Si chiama Cristi, ha 40 anni, vive ai bordi delle strade con la figlia di 18, stretti nei loro cappotti, una sacca per tutto, una panchina per letto, un giardino per casa, un cielo per speranza. Vivono nei pressi di una delle più belle piazze del mondo, ai bordi della vita.
Ho subito notato che la gamba dell’uomo era gonfia. Mi sono piegata alzando il pantalone pensando a una frattura, a un gesso…Invece ho visto ciò che finora avevo solo immaginato: una cancrena fino a sopra al ginocchio che imputridisce l’arto fino a non poter respirare. Cosa hai fatto, cosa è questo, ho quasi gridato. Con tono di rimprovero, non riuscendo a capacitarmi come si possa sopportare una simile condizione. L’uomo intimidito non ha detto nulla, perchè mentre la mia voce era alta, la mano intanto da sola scendeva lungo la sua gamba, carezzandola. Io credo che nessuno lo abbia toccato chissà da quanto e così vedendo con quanta trepidazione lo accogliessi, mi ha sorriso. Un sorriso buono come non ne vedevo da anni.
Da lì è cambiata la mia giornata, ho lasciato gli appuntamenti e sono andata alla polizia, al Comune perchè Cristi è anche senza documenti. Poi, grazie a un amico, ho subito contattato un sacerdote, siamo andati a una ventina di chilometri dal centro della città in una delle case dove la carità cristiana accoglie e cura i malati. Ma una gamba come quella di Cristi neppure lì si è potuto ricoverarla. Allora di corsa dalle suore, di cui una infermiera. Ma anche lei, Maria, osservando il caso, disperatamente ha rinunciato a fare la medicazione.
Intanto durante il tragitto Cristi e sua figlia mi hanno parlato di loro. Della vita sotto al cielo. Della gente che passa. Della fame, del freddo, della dimenticanza. Mi sono vergognata perchè non li ho mai guardati e me ne pento fino alle lacrime. Ma il fatto è che non sono abituata e l’odore di carne putrida era così forte che avevo timore di non resistere.

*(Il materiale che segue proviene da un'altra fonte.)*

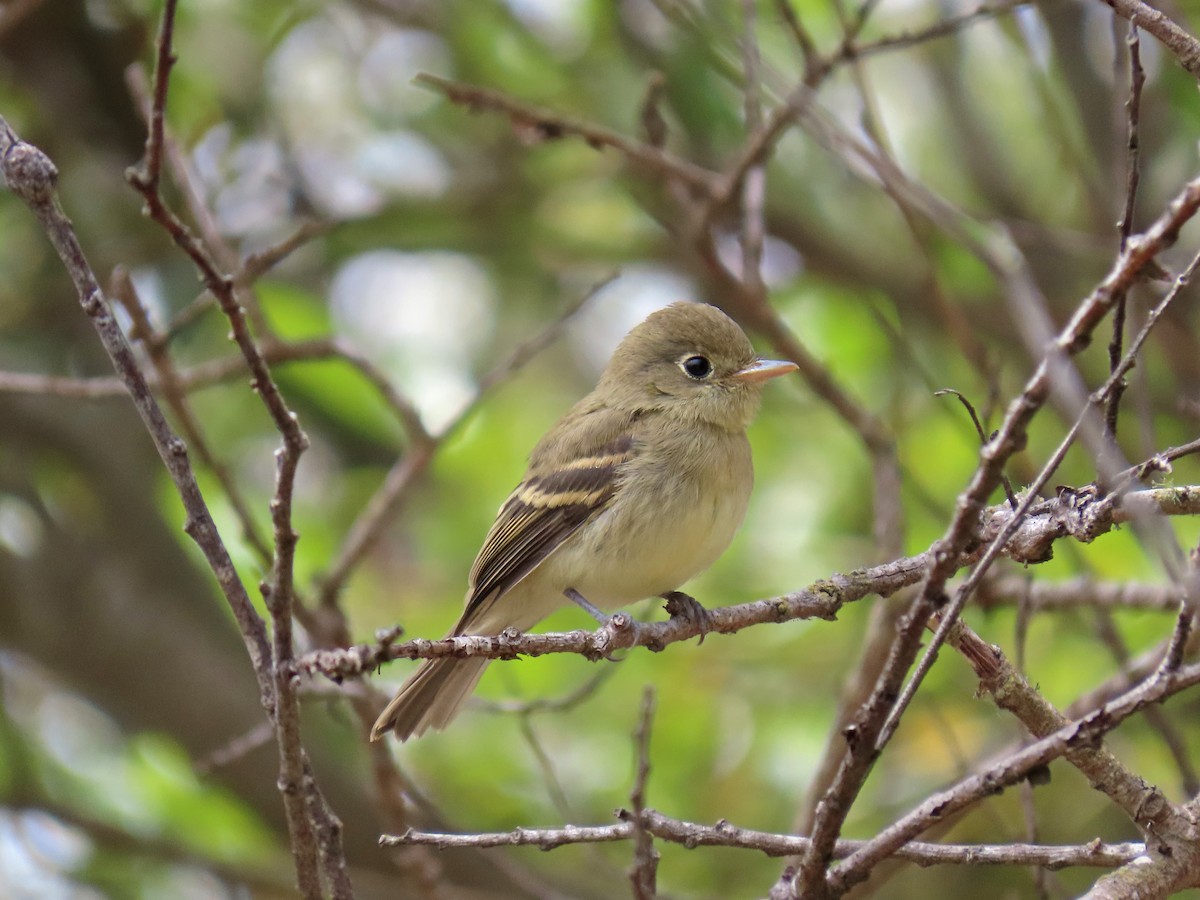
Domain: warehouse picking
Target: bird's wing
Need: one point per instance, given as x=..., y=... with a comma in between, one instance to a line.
x=552, y=503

Abbiamo cercato una soluzione, ma non è stato possibile. Quanti giorni di vita ha Cristi, questo uomo dolce di 40 disperati anni? Forse è in grazia di Dio, forse era Dio quello che mi diceva perchè hai paura della sua gamba?
Stasera mi chiedevo perchè siamo in perenne contraddizione e come potremo mai liberarci dall’ambiguità che ci avvinghia, dalla falsità delle nostre proteste, battaglie e convinzioni. Perchè c’è un Paese che si contende la vita spenta di Eluana quando lasciamo morire uomini donne e bambini che aspettano solo noi, il nostro sguardo, per essere restituiti a una vita degna. Mi chiedevo se eri già tu, Eluana, che negli occhi di Cristi, come dei tanti dimenticati del mondo, ci dicevi…ama.